In May 1912, a month after the Titanic sank, Charles Rothschild held a meeting to discuss his radical idea about saving places for nature. This meeting led to the formation of the Society for the Promotion of Nature Reserves, which would become the Royal Society of Wildlife Trusts, and signalled the beginning of UK nature conservation as we know it. The Society worked hard to secure Government protection for sites across the UK they considered ‘worthy of preservation’, but it was not until the 1940s that nature conservation made it onto the statute with the National Parks & Access to the Countryside Act in 1949.
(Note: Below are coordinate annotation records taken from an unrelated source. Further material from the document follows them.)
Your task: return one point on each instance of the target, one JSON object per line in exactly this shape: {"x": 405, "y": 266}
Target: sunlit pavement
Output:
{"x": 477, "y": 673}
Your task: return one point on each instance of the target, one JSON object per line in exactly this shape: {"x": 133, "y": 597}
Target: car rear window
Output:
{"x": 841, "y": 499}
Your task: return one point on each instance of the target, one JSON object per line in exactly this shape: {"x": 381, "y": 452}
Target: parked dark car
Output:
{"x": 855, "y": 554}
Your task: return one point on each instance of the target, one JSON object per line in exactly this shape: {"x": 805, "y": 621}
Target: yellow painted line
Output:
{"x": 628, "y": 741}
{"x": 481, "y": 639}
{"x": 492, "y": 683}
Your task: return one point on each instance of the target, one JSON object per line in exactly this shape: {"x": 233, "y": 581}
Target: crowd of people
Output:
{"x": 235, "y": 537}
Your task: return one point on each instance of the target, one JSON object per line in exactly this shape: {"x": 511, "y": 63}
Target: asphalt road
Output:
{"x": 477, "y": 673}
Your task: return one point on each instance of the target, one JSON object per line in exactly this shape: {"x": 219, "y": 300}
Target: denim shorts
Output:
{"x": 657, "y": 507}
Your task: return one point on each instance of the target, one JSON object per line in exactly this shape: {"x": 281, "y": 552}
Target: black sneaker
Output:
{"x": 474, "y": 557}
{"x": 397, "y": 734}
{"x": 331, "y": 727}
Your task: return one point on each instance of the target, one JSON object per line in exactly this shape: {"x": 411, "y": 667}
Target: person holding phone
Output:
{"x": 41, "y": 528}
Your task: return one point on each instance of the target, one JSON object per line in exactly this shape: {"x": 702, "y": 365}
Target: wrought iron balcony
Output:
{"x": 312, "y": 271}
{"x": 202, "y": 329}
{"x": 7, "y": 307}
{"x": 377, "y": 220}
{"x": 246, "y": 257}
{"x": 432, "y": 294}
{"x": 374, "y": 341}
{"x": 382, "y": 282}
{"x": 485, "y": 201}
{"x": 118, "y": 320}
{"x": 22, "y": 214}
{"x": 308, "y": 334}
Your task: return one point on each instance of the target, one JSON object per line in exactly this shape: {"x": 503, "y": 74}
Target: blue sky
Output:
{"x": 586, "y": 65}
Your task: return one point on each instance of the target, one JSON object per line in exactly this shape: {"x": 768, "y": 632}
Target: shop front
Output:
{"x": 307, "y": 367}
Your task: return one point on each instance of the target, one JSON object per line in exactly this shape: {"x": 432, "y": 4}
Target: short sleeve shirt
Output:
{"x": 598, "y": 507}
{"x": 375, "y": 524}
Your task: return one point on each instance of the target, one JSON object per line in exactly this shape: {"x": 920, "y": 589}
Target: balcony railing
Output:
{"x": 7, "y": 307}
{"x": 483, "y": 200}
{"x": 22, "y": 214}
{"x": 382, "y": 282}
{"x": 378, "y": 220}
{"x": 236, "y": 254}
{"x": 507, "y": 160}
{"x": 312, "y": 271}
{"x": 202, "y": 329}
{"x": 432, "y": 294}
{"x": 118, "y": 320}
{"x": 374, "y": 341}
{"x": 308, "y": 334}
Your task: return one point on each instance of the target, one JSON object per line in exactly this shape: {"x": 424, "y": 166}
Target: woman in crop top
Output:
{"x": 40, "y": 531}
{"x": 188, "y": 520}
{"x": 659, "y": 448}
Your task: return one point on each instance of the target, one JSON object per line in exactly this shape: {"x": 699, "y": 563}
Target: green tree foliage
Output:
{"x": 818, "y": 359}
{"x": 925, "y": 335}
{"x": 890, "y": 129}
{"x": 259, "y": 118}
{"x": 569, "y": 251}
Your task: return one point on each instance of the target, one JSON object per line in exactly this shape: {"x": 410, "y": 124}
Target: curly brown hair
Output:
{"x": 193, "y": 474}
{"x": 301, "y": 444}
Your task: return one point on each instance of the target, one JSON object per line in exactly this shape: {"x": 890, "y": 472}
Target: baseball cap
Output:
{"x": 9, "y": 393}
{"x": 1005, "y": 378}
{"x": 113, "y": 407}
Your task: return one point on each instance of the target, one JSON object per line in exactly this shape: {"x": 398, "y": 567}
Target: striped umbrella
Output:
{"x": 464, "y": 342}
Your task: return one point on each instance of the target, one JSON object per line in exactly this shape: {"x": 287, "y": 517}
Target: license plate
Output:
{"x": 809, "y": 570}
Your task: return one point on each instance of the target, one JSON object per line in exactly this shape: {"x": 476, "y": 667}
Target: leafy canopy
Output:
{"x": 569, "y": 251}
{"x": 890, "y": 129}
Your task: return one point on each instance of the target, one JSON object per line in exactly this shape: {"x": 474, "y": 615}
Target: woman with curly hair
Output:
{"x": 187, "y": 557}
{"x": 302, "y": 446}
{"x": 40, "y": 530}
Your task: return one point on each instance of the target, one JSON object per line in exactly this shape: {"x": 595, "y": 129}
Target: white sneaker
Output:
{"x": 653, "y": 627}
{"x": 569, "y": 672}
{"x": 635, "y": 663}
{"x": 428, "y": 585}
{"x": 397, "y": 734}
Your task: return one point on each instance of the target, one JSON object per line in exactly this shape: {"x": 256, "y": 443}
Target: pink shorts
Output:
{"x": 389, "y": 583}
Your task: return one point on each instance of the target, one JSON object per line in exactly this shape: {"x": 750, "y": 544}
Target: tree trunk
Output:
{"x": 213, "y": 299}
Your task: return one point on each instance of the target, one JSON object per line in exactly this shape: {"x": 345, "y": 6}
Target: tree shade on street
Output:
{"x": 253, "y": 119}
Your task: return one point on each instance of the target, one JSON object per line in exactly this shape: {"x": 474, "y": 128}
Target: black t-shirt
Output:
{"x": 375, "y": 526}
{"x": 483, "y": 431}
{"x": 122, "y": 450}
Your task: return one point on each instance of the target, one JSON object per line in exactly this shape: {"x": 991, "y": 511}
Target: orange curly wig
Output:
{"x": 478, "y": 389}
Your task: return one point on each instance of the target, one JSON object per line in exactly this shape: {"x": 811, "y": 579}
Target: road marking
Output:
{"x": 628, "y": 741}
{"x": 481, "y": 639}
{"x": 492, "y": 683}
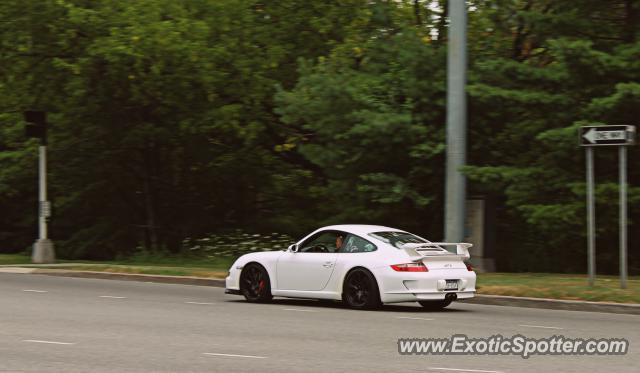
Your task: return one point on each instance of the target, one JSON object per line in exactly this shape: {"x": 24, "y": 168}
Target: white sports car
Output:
{"x": 362, "y": 265}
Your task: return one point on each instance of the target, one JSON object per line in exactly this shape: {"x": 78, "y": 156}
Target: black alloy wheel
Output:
{"x": 254, "y": 283}
{"x": 360, "y": 290}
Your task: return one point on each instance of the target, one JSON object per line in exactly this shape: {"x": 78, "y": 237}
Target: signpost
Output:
{"x": 620, "y": 136}
{"x": 43, "y": 251}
Meanwhile local conservation organisations, the forerunners to Wildlife Trusts, were beginning to spring up. The first was Norfolk in 1926, followed by Yorkshire in 1946 and Lincolnshire in 1948. The 1950s saw more and more groups beginning to form and by the end of the decade the Society took on the role of a national association to represent them. The Scottish Wildlife Trust was formed in 1964 and Trusts now covered the whole of Britain. The movement expanded further in 1978 with the formation of the Ulster Wildlife Trust. There are now 47 Wildlife Trusts covering the whole of the UK, the Isle of Man and Alderney.
It is a fascinating story – the local Trusts teaming up with Rothschild’s vision of an organisation to save places for wildlife.